PREEMPTION - Le juge de l'expropriation doit tenir compte de la commission de l'agent pour fixer le prix mais sans pouvoir la supprimer ou la réduire
On savait que le juge de l'expropriation, saisi dans le cadre judiciaire d'une procédure de préemption pour fixer le prix du bien exproprié est compétent pour compter en sus du prix la charge de la commission de l'agence immobilière qui a négocié la vente entre le propriétaire et l'acquéreur évincé.
Mais il n'avait jamais été décidé jusqu'à l’arrêt précité de la 3ème Chambre civile de la Cour de cassation du 14 décembre 2017 n°16-20.150 (voir ici l'arrêt) que le même juge de l'expropriation est incompétent pour statuer sur la demande de réduction ou suppression de la commission de l'agence en considération des fautes que l'agent aurait commises dans l'exécution de son mandat.
La Cour a motivé sa décision de la manière suivante : « Mais attendu que le juge de l'expropriation, qui est compétent pour déterminer, en fonction des indications figurant dans l'engagement des parties et dans la déclaration d'intention d'aliéner, si l'organisme qui exerce son droit de préemption est tenu, en ce qu'il est substitué à l'acquéreur, de prendre en charge la rémunération de l'intermédiaire immobilier, ne l'est pas pour réduire ou supprimer cette rémunération en considération des fautes que celui-ci aurait commises dans l'exécution de sa mission ; qu'ayant, à bon droit, relevé que tant le principe même de la rémunération que son montant et son imputation au vendeur ou à l'acquéreur était le résultat de négociations ayant abouti à un contrat avec un agent immobilier qui n'était pas dans la cause, la cour d'appel en a exactement déduit que le juge de l'expropriation, juridiction d'exception, était incompétent pour statuer sur la demande ».

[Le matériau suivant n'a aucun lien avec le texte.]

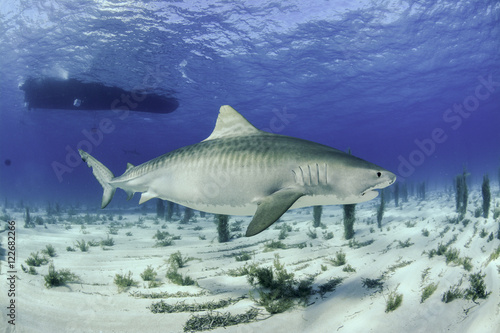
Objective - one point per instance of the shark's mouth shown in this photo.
(371, 190)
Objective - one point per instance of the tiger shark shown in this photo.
(240, 170)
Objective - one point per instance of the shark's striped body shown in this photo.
(240, 170)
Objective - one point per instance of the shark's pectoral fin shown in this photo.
(270, 209)
(147, 196)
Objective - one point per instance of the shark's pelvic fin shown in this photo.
(130, 194)
(147, 196)
(270, 209)
(230, 124)
(103, 176)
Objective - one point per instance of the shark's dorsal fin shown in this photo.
(230, 123)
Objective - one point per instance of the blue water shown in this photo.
(382, 78)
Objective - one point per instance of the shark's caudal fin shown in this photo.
(103, 176)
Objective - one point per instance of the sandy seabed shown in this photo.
(95, 304)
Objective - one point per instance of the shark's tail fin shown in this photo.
(103, 176)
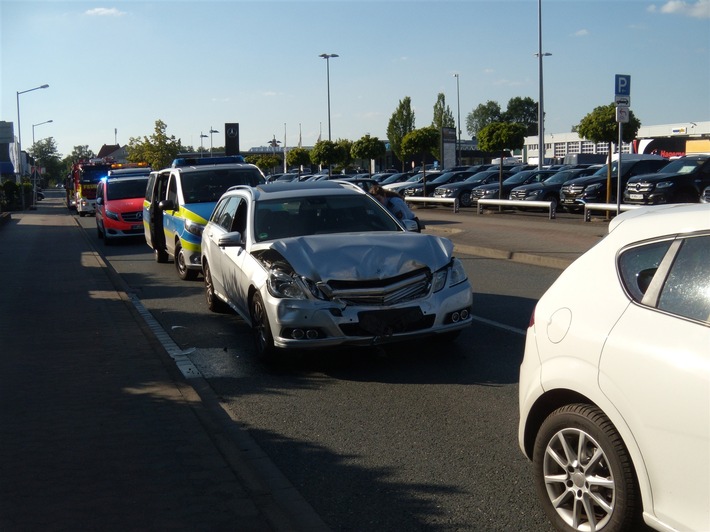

Il y a donc deux raisons à l'incompétence du juge de l'expropriation sur le sujet:
La première est que le juge de l'expropriation reste une juridiction d'exception : le juge de l'expropriation, juge spécialisé, ne peut se prononcer que sur les questions précises qui lui ont été attribuées par le Code de l'expropriation pour cause d'utilité publique ou par le Code de l'urbanisme. Il a donc entre autres mais spécifiquement pour mission de fixer les indemnités d'expropriation (C. expro., art. L. 323-4) et de fixer le prix, dans les cas où un texte législatif ou réglementaire prévoit la fixation d'un prix ou d'une indemnité comme en matière d'expropriation, (C. expro., art. L. 331-2). C'est le cas, notamment, des prix en matière de préemption dans les ZAD ou les zones de droit de préemption urbain. Inversement, lorsqu'il existe une contestation sérieuse sur le fond du droit ou sur la qualité du réclamant, et toutes les fois qu'il s'élève des difficultés étrangères à la fixation du montant des indemnités ou à l'application des procédures prévues au Code de l'expropriation pour cause d'utilité publique, le juge règle l'indemnité indépendamment de ces contestations et difficultés sur lesquelles les parties sont renvoyées à se pourvoir devant qui de droit (C. expro., art. L. 311-8).
La seconde est que l'agent immobilier qui voit sa commission contestée par l'organisme qui a préempté n'est pas dans la cause, et n'a d'ailleurs pas à s'y trouver quand le juge de l'expropriation est saisi dans le cadre des articles L. 213-11 et R. 213-11 et suivants du Code de l'urbanisme. Statuer sur la réduction ou la suppression de la commission de l'agent au motif qu'il aurait commis des fautes dans l'exécution de sa mission serait une atteinte au principe de la contradiction (CPC, art. 14), puisque n'étant pas entendu ou appelé en cause, l'agent ne peut par hypothèse présenter une quelconque argumentation pour la défense de son droit.